# Soil Results in: My Soil Sucks, Now what?



## Eric2XU (Feb 2, 2019)

Hey all,

Just got back my Soil samples. UMass recommends I put down 125lbs of dolomitic limestone (plus a little nitrogen, phosphorus, and potassium) over 4 treatments 6 weeks apart.

First thing that comes to mind is I have no idea what to buy, can anyone suggest what to buy? I have home depot, lowes, tractor supply, and siteOne in reach.

Also I put down post soil testing 21-22-4 fertilizer so how does that impact things? Can I be so lucky to only have to worry about dropping down limestone and the fertilizer will take care of the rest or do I need to get a little more mad scientist?


----------



## g-man (Jun 15, 2017)

The first problem is that you dropped seeds. I think you should wait for your grass to grow before doing lime.

Like they recommend, do 50lb of lime/ksqft. Every 6 months. This is to address your low pH.
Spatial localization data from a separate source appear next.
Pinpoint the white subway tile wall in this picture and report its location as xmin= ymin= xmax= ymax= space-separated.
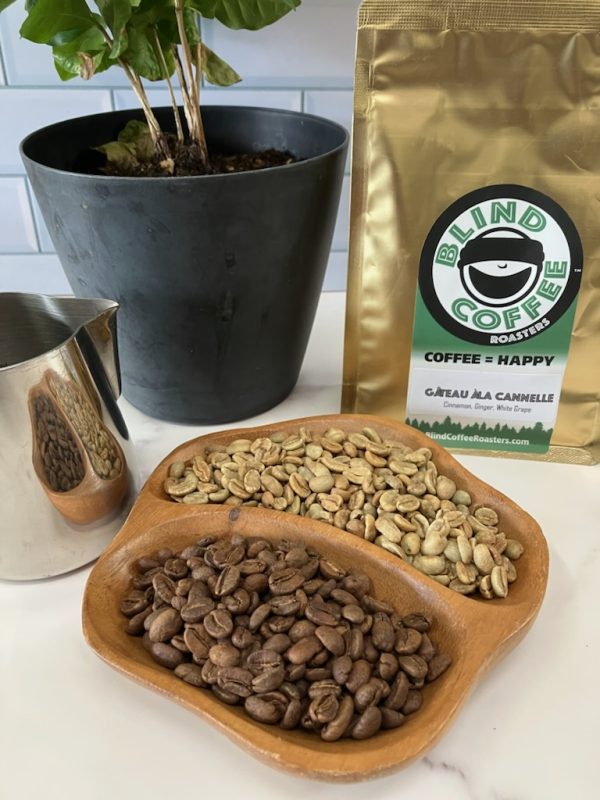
xmin=0 ymin=0 xmax=359 ymax=291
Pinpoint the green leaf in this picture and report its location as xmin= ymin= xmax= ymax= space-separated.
xmin=53 ymin=48 xmax=103 ymax=79
xmin=189 ymin=0 xmax=301 ymax=30
xmin=96 ymin=0 xmax=132 ymax=57
xmin=96 ymin=140 xmax=138 ymax=170
xmin=117 ymin=119 xmax=154 ymax=161
xmin=122 ymin=24 xmax=161 ymax=80
xmin=182 ymin=7 xmax=200 ymax=46
xmin=50 ymin=24 xmax=105 ymax=53
xmin=96 ymin=120 xmax=155 ymax=171
xmin=0 ymin=0 xmax=18 ymax=12
xmin=201 ymin=43 xmax=240 ymax=86
xmin=20 ymin=0 xmax=97 ymax=44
For P the starter fertilizer helps. See if the site one has triple super phosphate (0-46-0). DAP 18-52-0) or a starter fertilizer without mesotrisone could be good options. You can also use Milorganite, if the budget allows it.

Potassium, the ideal is SOP (0-0-50) at 2lb/ksqft every growing month. Ask in the hometown folders for help on how to source it locally.

All of this is after your seeds are more mature.


----------



## Eric2XU (Feb 2, 2019)

Thanks for the info. Can you help me understand what I should ask my local store for as far as lime is concerned? Also once I get this right, will next year be as crazy or once you get soil into the zones will it stay there just needing a normal fertilizer the following season or is the fact my numbers are super low just something I will deal with every year?


----------



## g-man (Jun 15, 2017)

Agricultural lime. The cheap stuff. If you want, print your report and that will make it clear for them. Your pH is low and it will take some pounds to get it to the 6.5 range.

At first it will take some inputs to adjust your soil and then we will back off to just a maintenance approach (some nitrogen with some potassium).

The main thing now is to help with lawn not to be in an acidic soil.


----------